When you type docker images you get a list of docker images on your system. The image itself is basically a tar file with a content hash. It’s cryptographically guaranteed (like git) to be the content you want because of this hash. You have a local image store because it’s much faster to load content locally than over the internet. So, in this way, docker images are a cache like any other cache.

$ docker images
<none>        <none>    77af4d6b9913   19 hours ago    1.089 GB
postgres      latest    746b819f315e   4 days ago      213.4 MB

Cache Invalidation is Hard

What’s the hardest problem with caching? Expiration! So knowing when to “expire” a docker image must be pretty tricky. Spoiler: it is. First, let’s talk about why we’d want to expire or even manage our docker images to begin with.

Docker has this image store but in the beginning they didn’t have a clear procedure for what you were supposed to do when you accumulate more and more images. You either fill your physical disk on Linux or fill a virtual disk on Mac/Windows and then docker stops working. There are countless threads about the qcow file but there was never any guidance as to what people were supposed to do to manage the images.

Spotify created a helper script called docker-gc to help manage this problem. It’s been archived in favor of docker system prune but this is not a complete solution. Removing images is like expiring the cache, the tricky part is knowing when to do so.

When you are building images, docker will print out intermediate steps as SHAs that you can enter and debug. When you tag a SHA hash, you are tagging a <none>. If you docker system prune then you could throw away data you care about and image prune is not much better. More so, you are blowing away your cache so builds will take longer. Spotify’s docker-gc let you specify images you want to keep which is useful for the previous examples when you are making images.

Sometimes, people suggest cron’ing the prune so the disk never fills up. If I cron docker system prune I’ll lose data (or at least cache hits) every day and might not know why. And it’s still not solving expiring the cache. Eventually your disk could fill up with tagged images and system prune will not have saved you. Your image store is a cache and you can’t tell if it’s out of date or full of unused things. What’s worse is, given no running containers these prune commands will basically empty your image store. So what’s the point of the image store?
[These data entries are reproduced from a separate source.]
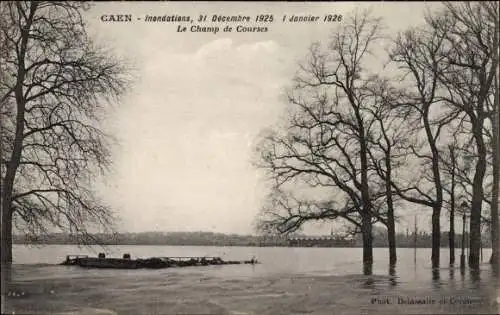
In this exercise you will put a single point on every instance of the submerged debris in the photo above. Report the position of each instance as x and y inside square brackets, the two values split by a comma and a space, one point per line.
[152, 263]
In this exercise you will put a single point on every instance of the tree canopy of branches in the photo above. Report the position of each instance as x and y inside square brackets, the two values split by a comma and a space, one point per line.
[325, 142]
[54, 88]
[421, 136]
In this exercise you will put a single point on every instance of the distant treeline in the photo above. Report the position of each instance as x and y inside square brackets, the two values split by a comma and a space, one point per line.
[219, 239]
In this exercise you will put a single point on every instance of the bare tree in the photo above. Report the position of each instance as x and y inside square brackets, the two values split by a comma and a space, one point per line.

You could devise a way to filter docker images using Go templates but this is far too advanced for the use case Docker is aiming for.

My Suggestions

I don’t have a list of quick fixes for the difficult problem of cache invalidation. However, in a perfect world:

  1. Docker would run on all OS’s natively so the disk usage would be more obvious.
  2. Keep using docker-gc and ignore their advice.
  3. Write an updater that works like apt where it tells you that your images are old. This isn’t easy but this is event-driven and not time-driven. Event-driven caches are more precise.
  4. Write an alternate utility that works like docker-gc using Go templates to tag and manage images.
  5. Docker would provide tooling or some advice as to what to do when people use their product enough to fill their disk.
  6. Run a local caching server to mitigate internet pulls? You’re still building all the time and losing partial images if you are cron’ing or running prune.
  7. Do the typical cache shrug thing of using time as when to expire. docker system prune -af --filter "until=$((30*24))h" You’ll lose cache hits and lose data, just delayed. At least you’ll eventually get new images of latest I guess.

I hope this post explains a bit of what’s really going on and why this is so tricky. The docker image store is a cache.